The associations between human concussions and subsequent sequelae of chronic neuropsychiatric and cardiovascular diseases such as hypertension have been reported; however, little is known about the underlying biological processes. We hypothesized that dietary changes, including a high-salt diet, disrupt the bidirectional gut-brain axis, resulting in worsening neuroinflammation and emergence of cardiovascular and behavioural phenotypes in the chronic period after repetitive closed head injury in adolescent mice. Adolescent mice were subjected to three daily closed head injuries, recovered for 12 weeks and then maintained on a high-salt diet or a normal diet for an additional 12 weeks. Experimental endpoints were haemodynamics, behaviour, microglial gene expression (bulk RNA sequencing), brain inflammation (brain tissue quantitative PCR) and microbiome diversity (16S RNA sequencing). High-salt diet did not affect systemic blood pressure or heart rate in sham or injured mice. High-salt diet increased anxiety-like behaviour in injured mice compared to sham mice fed with high-salt diet and injured mice fed with normal diet. Increased anxiety in injured mice that received a high-salt diet was associated with microgliosis and a proinflammatory microglial transcriptomic signature, including upregulation in interferon-gamma, interferon-beta and oxidative stress-related pathways. Accordingly, we found upregulation of tumour necrosis factor-alpha and interferon-gamma mRNA in the brain tissue of high salt diet-fed injured mice. High-salt diet had a larger effect on the gut microbiome composition than repetitive closed head injury. Increases in gut microbes in the families , and were positively correlated with anxiety-like behaviours. In contrast, Muribaculaceae, Acholeplasmataceae and were negatively correlated with anxiety in injured mice that received a high-salt diet, a time-dependent effect. The findings suggest that high-salt diet, administered after a recovery period, may affect neurologic outcomes following mild repetitive head injury, including the development of anxiety. This effect was linked to microbiome dysregulation and an exacerbation of microglial inflammation, which may be physiological targets to prevent behavioural sequelae in the chronic period after mild repetitive head injury. The data suggest an important contribution of diet in determining long-term outcomes after mild repetitive head injury.
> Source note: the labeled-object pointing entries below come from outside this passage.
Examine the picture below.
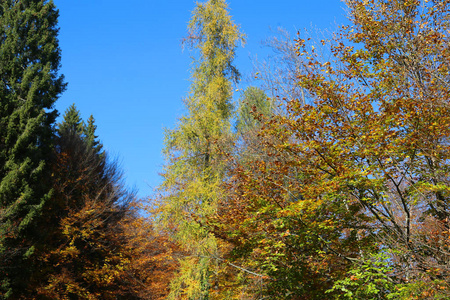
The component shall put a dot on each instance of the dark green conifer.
(29, 86)
(72, 121)
(91, 138)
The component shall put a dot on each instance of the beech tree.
(352, 199)
(195, 148)
(29, 87)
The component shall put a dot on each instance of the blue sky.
(124, 64)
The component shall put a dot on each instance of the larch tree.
(29, 86)
(196, 147)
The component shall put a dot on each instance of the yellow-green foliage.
(196, 147)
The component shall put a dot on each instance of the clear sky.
(124, 64)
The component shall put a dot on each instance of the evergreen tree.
(29, 86)
(91, 138)
(194, 149)
(72, 121)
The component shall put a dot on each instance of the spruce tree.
(194, 149)
(72, 121)
(29, 86)
(91, 138)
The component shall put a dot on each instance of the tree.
(29, 86)
(86, 253)
(353, 197)
(72, 122)
(195, 148)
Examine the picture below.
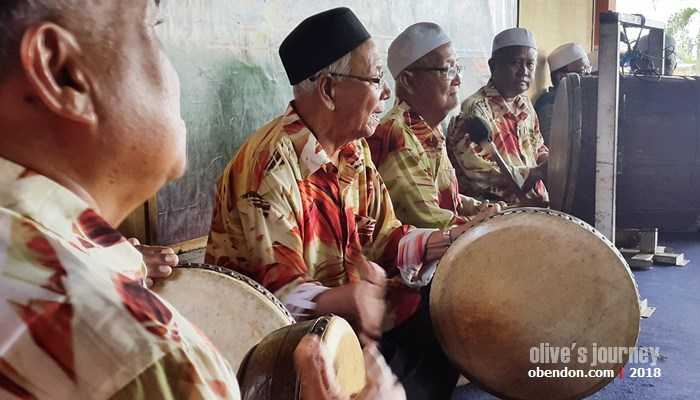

人类脑震荡与慢性神经精神疾病和心血管疾病(如高血压)的后续后遗症之间的关联已有报道;然而,对于潜在的生物学过程却知之甚少。我们推测,饮食变化,包括高盐饮食,会破坏双向肠-脑轴,导致青少年小鼠重复性闭合性头部损伤后慢性期神经炎症恶化以及心血管和行为表型的出现。将青春期小鼠每天进行三次闭合性头部损伤,恢复12周,然后再分别给予高盐饮食或正常饮食12周。实验终点包括血流动力学、行为、小胶质细胞基因表达(批量RNA测序)、脑炎症(脑组织定量PCR)和微生物群多样性(16S RNA测序)。高盐饮食对假手术组或受伤小鼠的全身血压或心率没有影响。与高盐饮食喂养的假手术小鼠和正常饮食喂养的受伤小鼠相比,高盐饮食增加了受伤小鼠的焦虑样行为。接受高盐饮食的受伤小鼠焦虑增加与小胶质细胞增生和促炎性小胶质细胞转录组特征有关,包括干扰素-γ、干扰素-β和氧化应激相关途径的上调。因此,我们发现高盐饮食喂养的受伤小鼠脑组织中肿瘤坏死因子-α和干扰素-γ mRNA上调。高盐饮食对肠道微生物群组成的影响大于重复性闭合性头部损伤。、和科肠道微生物的增加与焦虑样行为呈正相关。相比之下,Muribaculaceae、无胆甾原体科和与接受高盐饮食的受伤小鼠的焦虑呈负相关,这是一种时间依赖性效应。研究结果表明,恢复期后给予高盐饮食可能会影响轻度重复性头部损伤后的神经学结局,包括焦虑的发展。这种效应与微生物群失调和小胶质细胞炎症加剧有关,这可能是预防轻度重复性头部损伤后慢性期行为后遗症的生理靶点。数据表明饮食在决定轻度重复性头部损伤后的长期结局方面具有重要作用。